Comments on A-share transaction: multiple factor resonance and repeated grinding

Key investment points:

On March 14, all major indexes in the market fell to a large extent, including the Shanghai Composite Index fell by 2.60% and the gem fell by 3.56%; In terms of size, the CSI 500 fell 2.33%, while the CSI 300 fell 3.06%. In terms of turnover, the volume of transactions between the two cities decreased significantly. The turnover of the two cities throughout the day was 969.8 billion yuan, a decrease of 80.3 billion yuan from the previous trading day to less than trillion yuan. In terms of funds going north, a large-scale net outflow of 14.409 billion yuan was made throughout the day. In terms of industries, shenwanyi industries fell to varying degrees, with food and beverage, commercial retail, agriculture, forestry, animal husbandry and fishery and social service industries leading the decline, all exceeding 4.0%, while the decline in national defense, military industry, medicine and biology, real estate and non bank financial industries was relatively small.

The main reasons for the decline of A-share market on the 14th are as follows: (1) Hong Kong stocks fell sharply, raising the market risk aversion. Last Friday, zhonggai shares entered the “scheduled delisting list” of the US SEC. Zhonggai shares were greatly affected by this. At present, the impact of this incident has not completely subsided, and it also has a certain impact on China’s market sentiment; (2) Large scale outflow of foreign capital reduces market risk appetite. On the 14th, the large-scale net outflow of funds going north was 14.4 billion yuan, the second largest outflow since this year, which also suppressed the market risk appetite to a certain extent; (3) The overweight of epidemic control in some areas has triggered the market’s concern about molecular fundamentals. At present, the epidemic situation in China is spreading at many points. Zhang Wenhong said on the 14th that “China’s epidemic situation is in the early stage of exponential rise”. Superimposed with the overweight epidemic control measures in Shenzhen and other places, the market is worried about the temporary slowdown of economic fundamentals.

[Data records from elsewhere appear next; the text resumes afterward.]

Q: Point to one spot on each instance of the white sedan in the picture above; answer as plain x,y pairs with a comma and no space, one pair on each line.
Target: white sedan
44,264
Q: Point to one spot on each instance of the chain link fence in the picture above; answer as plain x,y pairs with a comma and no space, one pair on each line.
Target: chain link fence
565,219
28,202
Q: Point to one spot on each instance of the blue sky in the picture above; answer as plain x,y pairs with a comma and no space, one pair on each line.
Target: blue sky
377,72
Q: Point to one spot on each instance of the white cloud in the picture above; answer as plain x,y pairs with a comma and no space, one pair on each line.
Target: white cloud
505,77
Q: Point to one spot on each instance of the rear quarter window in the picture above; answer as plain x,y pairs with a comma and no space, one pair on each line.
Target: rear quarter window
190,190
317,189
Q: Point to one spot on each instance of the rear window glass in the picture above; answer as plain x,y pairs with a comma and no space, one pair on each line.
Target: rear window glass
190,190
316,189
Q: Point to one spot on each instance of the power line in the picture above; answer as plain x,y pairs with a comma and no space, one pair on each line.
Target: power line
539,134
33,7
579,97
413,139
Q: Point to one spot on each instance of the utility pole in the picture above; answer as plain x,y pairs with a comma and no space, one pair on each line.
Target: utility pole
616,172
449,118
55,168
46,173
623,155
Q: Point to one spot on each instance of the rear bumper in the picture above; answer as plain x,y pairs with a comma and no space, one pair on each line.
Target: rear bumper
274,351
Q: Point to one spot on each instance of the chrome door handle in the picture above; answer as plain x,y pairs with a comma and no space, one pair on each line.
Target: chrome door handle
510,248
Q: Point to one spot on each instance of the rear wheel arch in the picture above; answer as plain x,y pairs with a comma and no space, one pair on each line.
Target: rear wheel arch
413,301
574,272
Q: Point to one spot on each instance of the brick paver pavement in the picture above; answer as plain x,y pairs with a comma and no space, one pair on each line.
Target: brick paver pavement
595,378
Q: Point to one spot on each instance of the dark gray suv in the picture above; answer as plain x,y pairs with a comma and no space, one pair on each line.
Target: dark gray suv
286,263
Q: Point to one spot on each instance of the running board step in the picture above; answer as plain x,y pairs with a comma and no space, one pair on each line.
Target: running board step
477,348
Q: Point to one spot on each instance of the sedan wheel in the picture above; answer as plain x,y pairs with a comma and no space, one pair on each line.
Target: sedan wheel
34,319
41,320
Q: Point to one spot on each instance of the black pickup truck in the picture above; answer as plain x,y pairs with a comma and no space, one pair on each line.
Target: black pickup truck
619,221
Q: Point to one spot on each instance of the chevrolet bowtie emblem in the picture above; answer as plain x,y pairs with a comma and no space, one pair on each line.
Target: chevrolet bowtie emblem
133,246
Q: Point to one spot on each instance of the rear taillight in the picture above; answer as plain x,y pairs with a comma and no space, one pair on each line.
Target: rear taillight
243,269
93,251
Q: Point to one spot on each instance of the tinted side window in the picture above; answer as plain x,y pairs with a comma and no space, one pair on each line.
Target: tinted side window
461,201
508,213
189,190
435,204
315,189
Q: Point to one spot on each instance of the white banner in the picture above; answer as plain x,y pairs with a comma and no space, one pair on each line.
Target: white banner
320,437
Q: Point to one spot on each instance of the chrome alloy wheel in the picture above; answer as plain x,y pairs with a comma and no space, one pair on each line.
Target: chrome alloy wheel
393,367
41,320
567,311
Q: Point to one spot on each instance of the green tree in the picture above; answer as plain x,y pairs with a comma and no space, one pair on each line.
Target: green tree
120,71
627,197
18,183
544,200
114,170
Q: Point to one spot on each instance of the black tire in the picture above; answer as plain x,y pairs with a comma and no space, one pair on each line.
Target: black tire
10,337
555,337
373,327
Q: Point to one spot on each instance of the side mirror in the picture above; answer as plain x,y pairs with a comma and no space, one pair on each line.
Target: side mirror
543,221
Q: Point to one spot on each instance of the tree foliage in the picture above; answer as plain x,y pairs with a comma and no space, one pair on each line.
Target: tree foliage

In terms of market future judgment, the market risk of epidemic factors may be limited. On March 12, the management reiterated that “the general strategy of ‘external defense input and internal defense rebound’ and the general policy of ‘dynamic zeroing’ will not be shaken and relaxed”, which means that the epidemic prevention policies will be strictly implemented again, and the large-scale risk of epidemic spread is expected to be gradually reduced. In terms of the economic impact of the epidemic, due to this year’s GDP 5.5% The target of about 5% is relatively clear. The economic impact caused by the spread of the epidemic will be hedged by the steady growth policy. The greater the economic impact of the epidemic, the greater the strength of the steady growth policy and the longer the policy duration. Therefore, there is no need to worry too much about the market risk caused by the epidemic. At present, the market is more troubled by the external uncertainty, which leads to the continuous outflow of funds going north, while the risk avoidance behavior of domestic capital aggravates the market fluctuation to a certain extent. Therefore, in the short term, we continue the view of the weekly report that there is still the possibility of repetition of external risk factors and domestic risk aversion, or promote the repeated process of the bottom of the market. However, in the medium and long term, the expectation that the steady growth policy will promote the recovery of enterprise prosperity is relatively clear, and it is expected to bring the low point of enterprise profitability upward. The market panic and the venting process of risk aversion factors will probably bring low allocation opportunities within the year.

In terms of allocation, based on the 5.5% GDP target and sufficient financial “food and grass”, we can pay attention to one of the important starting points of “stable growth” – investment opportunities in the new infrastructure sector, and focus on the digital economy; In addition, we can also pay attention to the rebound opportunities of the pharmaceutical sector under the adjustment of epidemic prevention mode.

Risk tip: overseas market fluctuation risk, economic downturn exceeding expectations, and global epidemic development exceeding expectations.